Alert
FinCEN Drops Interim Rule on Reporting for U.S. Companies, But It Ain’t Over ‘Til It’s Over
Read Time: 2 minsRight on schedule, on March 21, 2025, FinCEN issued an Interim Final Rule that exempts U.S. companies and persons from the requirement to report, modify, or correct beneficial ownership information (BOI) under the Corporate Transparency Act (CTA). All entities created in the United States — including those previously known as “domestic reporting companies” — and their beneficial owners will be exempt from the requirement to report BOI to FinCEN.
A “reporting company” is newly defined to mean any entity that is:
- A corporation, limited liability company, or other entity;
- Formed under the law of a foreign country; and
- Registered to do business in any State or tribal jurisdiction by the filing of a document with a secretary of state or any similar office under the law of that State or Indian tribe.
While domestic reporting companies are now expressly exempt from the reporting requirement as the 24th exemption, foreign entities are still required to comply with the existing BOI reporting requirements with limited exemptions.
These foreign entities, however, will not be required to report any U.S. persons as beneficial owners, and U.S. persons will not be required to report BOI with respect to any such entity for which they are a beneficial owner.
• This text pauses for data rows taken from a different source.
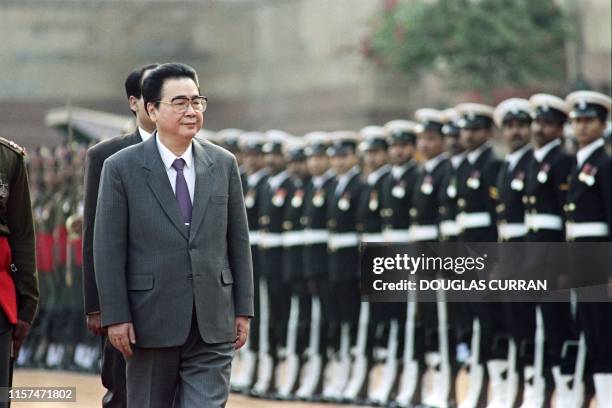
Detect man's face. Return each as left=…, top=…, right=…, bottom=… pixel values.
left=330, top=152, right=357, bottom=175
left=460, top=127, right=490, bottom=151
left=287, top=160, right=308, bottom=179
left=388, top=142, right=414, bottom=166
left=364, top=149, right=388, bottom=171
left=531, top=118, right=563, bottom=147
left=129, top=69, right=157, bottom=132
left=417, top=131, right=444, bottom=159
left=307, top=154, right=329, bottom=177
left=265, top=152, right=285, bottom=175
left=148, top=77, right=203, bottom=142
left=243, top=151, right=264, bottom=174
left=571, top=117, right=606, bottom=148
left=502, top=119, right=531, bottom=152
left=444, top=135, right=464, bottom=156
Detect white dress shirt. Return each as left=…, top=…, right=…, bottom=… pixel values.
left=156, top=136, right=195, bottom=204
left=505, top=144, right=532, bottom=172
left=533, top=138, right=561, bottom=163
left=467, top=142, right=491, bottom=165
left=138, top=127, right=152, bottom=142
left=576, top=138, right=604, bottom=169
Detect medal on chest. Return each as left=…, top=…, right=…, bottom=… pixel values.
left=420, top=174, right=433, bottom=195
left=392, top=181, right=406, bottom=198
left=291, top=189, right=304, bottom=208
left=272, top=188, right=287, bottom=207
left=467, top=171, right=481, bottom=190
left=244, top=190, right=256, bottom=208
left=537, top=163, right=550, bottom=184
left=369, top=190, right=379, bottom=211
left=511, top=171, right=525, bottom=191
left=578, top=164, right=597, bottom=187
left=312, top=189, right=325, bottom=207
left=338, top=192, right=350, bottom=211
left=446, top=178, right=457, bottom=198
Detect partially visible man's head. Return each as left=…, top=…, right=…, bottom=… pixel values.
left=566, top=91, right=611, bottom=148
left=494, top=98, right=532, bottom=152
left=455, top=103, right=495, bottom=152
left=143, top=63, right=203, bottom=142
left=528, top=94, right=569, bottom=148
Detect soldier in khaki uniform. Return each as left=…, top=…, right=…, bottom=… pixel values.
left=0, top=137, right=39, bottom=407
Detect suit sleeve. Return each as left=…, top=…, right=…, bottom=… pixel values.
left=226, top=158, right=254, bottom=317
left=94, top=160, right=132, bottom=327
left=7, top=155, right=39, bottom=324
left=82, top=147, right=103, bottom=314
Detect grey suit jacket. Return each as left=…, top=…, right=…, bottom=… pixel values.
left=82, top=129, right=142, bottom=314
left=93, top=134, right=254, bottom=347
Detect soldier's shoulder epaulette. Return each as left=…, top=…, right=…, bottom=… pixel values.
left=0, top=136, right=26, bottom=156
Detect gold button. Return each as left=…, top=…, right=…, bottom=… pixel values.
left=327, top=219, right=337, bottom=228
left=409, top=208, right=418, bottom=217
left=282, top=221, right=293, bottom=230
left=458, top=198, right=466, bottom=207
left=529, top=196, right=536, bottom=205
left=522, top=196, right=528, bottom=205
left=569, top=203, right=576, bottom=211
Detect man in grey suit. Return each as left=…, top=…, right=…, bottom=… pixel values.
left=94, top=63, right=254, bottom=407
left=83, top=63, right=158, bottom=408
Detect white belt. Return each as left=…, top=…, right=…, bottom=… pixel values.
left=328, top=233, right=359, bottom=249
left=524, top=213, right=563, bottom=231
left=249, top=231, right=260, bottom=245
left=283, top=230, right=304, bottom=247
left=408, top=225, right=439, bottom=242
left=566, top=222, right=609, bottom=239
left=457, top=212, right=491, bottom=230
left=259, top=233, right=284, bottom=248
left=439, top=220, right=460, bottom=237
left=303, top=229, right=329, bottom=245
left=498, top=223, right=528, bottom=240
left=360, top=233, right=384, bottom=243
left=383, top=229, right=411, bottom=242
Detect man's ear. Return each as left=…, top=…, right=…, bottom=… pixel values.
left=146, top=102, right=157, bottom=121
left=128, top=96, right=139, bottom=115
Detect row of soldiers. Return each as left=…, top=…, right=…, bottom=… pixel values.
left=221, top=91, right=611, bottom=408
left=14, top=144, right=100, bottom=372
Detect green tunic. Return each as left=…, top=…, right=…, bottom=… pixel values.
left=0, top=137, right=39, bottom=324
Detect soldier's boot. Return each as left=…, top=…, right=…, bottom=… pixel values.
left=485, top=359, right=519, bottom=408
left=251, top=351, right=274, bottom=396
left=296, top=295, right=324, bottom=400
left=322, top=323, right=351, bottom=400
left=458, top=318, right=486, bottom=408
left=342, top=302, right=370, bottom=401
left=296, top=352, right=323, bottom=399
left=421, top=351, right=453, bottom=408
left=231, top=346, right=257, bottom=392
left=593, top=373, right=612, bottom=407
left=552, top=365, right=584, bottom=408
left=276, top=295, right=301, bottom=398
left=519, top=366, right=545, bottom=408
left=367, top=319, right=400, bottom=405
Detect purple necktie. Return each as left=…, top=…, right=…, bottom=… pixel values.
left=172, top=158, right=192, bottom=226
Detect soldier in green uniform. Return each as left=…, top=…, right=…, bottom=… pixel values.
left=0, top=136, right=39, bottom=407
The interim rule also exempts foreign pooled investment vehicles from having to report the BOI of U.S. persons who exercise substantial control over the entity.
Reporting companies must report their BOI to FinCEN under the following new deadlines:
- Reporting companies registered to do business in the United States before the date of publication of the Interim Final Rule must file BOI reports no later than 30 days from that date.
- Reporting companies registered to do business in the United States on or after the date of publication of the Interim Final Rule have 30 calendar days to file an initial BOI report after receiving notice that their registration is effective.
FinCEN is accepting comments on this interim final rule and intends to finalize the rule this year. Comments are sure to be informative and, regardless of the final rule, further litigation may ensue – especially with regard to whether FinCEN’s rule exceeds the authority given it by the statute. We will continue to monitor and publish updates on these developments.